Crow found her brother bleeding from the head, wet and shivering from the cold. Her brother ended up with two spinal fractures, torn tendons in his left arm, 10 staples in his head and 11 staples in his leg, and some other sutures on his legs.
"He said he had gotten up and he heard something and started toward the front door. And heard 'the train,' you know, and he tried to turn around. He remembered the front door blowing in on him," she said.
As she talked, other family members rummaged through the pulverized home for clothes and significant items.
One family member waved to Crow with a triangular shape in his hand, the military flag that draped her grandfather's casket.
Davis P.H. Weldon had served in the Korean War, she said, as another family member walked past with a baby portrait of himself he found in the debris.
As she took the flag, emotion welled up in her eyes, but she quickly focused on the task at hand and was fast back at work.
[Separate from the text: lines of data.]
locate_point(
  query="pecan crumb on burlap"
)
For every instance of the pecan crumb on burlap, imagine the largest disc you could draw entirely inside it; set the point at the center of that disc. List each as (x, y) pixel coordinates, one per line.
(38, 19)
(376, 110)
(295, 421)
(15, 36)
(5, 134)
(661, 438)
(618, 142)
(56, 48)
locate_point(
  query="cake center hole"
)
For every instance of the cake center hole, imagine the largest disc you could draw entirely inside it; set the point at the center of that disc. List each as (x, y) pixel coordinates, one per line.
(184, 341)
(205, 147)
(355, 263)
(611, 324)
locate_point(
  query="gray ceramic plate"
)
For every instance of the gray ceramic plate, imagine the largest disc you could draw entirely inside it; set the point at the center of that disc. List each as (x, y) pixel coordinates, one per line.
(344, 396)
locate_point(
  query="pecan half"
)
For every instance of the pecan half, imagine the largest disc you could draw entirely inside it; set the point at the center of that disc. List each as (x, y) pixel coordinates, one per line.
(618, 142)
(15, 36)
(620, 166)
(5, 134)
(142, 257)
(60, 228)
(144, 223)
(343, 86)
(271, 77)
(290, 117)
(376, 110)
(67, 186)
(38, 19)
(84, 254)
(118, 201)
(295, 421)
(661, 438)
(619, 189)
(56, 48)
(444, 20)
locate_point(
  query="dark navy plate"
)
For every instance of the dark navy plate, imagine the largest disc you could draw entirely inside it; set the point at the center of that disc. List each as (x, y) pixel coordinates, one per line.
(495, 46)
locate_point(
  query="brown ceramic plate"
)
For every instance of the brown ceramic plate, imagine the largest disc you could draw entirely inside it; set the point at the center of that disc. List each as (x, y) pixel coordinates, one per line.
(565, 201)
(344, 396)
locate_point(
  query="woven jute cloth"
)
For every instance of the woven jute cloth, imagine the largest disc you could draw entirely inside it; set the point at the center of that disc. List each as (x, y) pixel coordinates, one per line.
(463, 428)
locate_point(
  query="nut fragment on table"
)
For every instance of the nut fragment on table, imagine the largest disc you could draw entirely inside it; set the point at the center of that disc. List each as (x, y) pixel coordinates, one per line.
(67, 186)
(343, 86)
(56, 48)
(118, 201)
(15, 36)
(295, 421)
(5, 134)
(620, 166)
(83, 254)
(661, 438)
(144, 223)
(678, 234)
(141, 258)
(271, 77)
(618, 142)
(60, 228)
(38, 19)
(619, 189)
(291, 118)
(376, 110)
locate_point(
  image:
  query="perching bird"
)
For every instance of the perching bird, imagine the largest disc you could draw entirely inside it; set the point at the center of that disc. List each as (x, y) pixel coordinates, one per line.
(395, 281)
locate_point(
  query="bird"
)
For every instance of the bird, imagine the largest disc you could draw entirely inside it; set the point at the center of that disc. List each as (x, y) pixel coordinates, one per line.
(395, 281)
Folks in the rural community are no strangers to tornadoes or hardship, and fighting back comes naturally. The communities on Sand Mountain have endured tornadoes for decades.
Jackson County EMA director Mike Ashburn said late Wednesday a total of 66 structures were damaged or destroyed, including two churches, a fellowship hall and numerous homes and businesses in the relatively short distance between Rosalie and the DeKalb County line.
DeKalb County EMA director Anthony Clifton said the storm destroyed 34 structures as it entered and plowed across his county, including a church, 11 homes, nine mobile homes, 20 barns and sheds and 14 poultry houses. Many other structures were damaged and are still being accounted for, he said.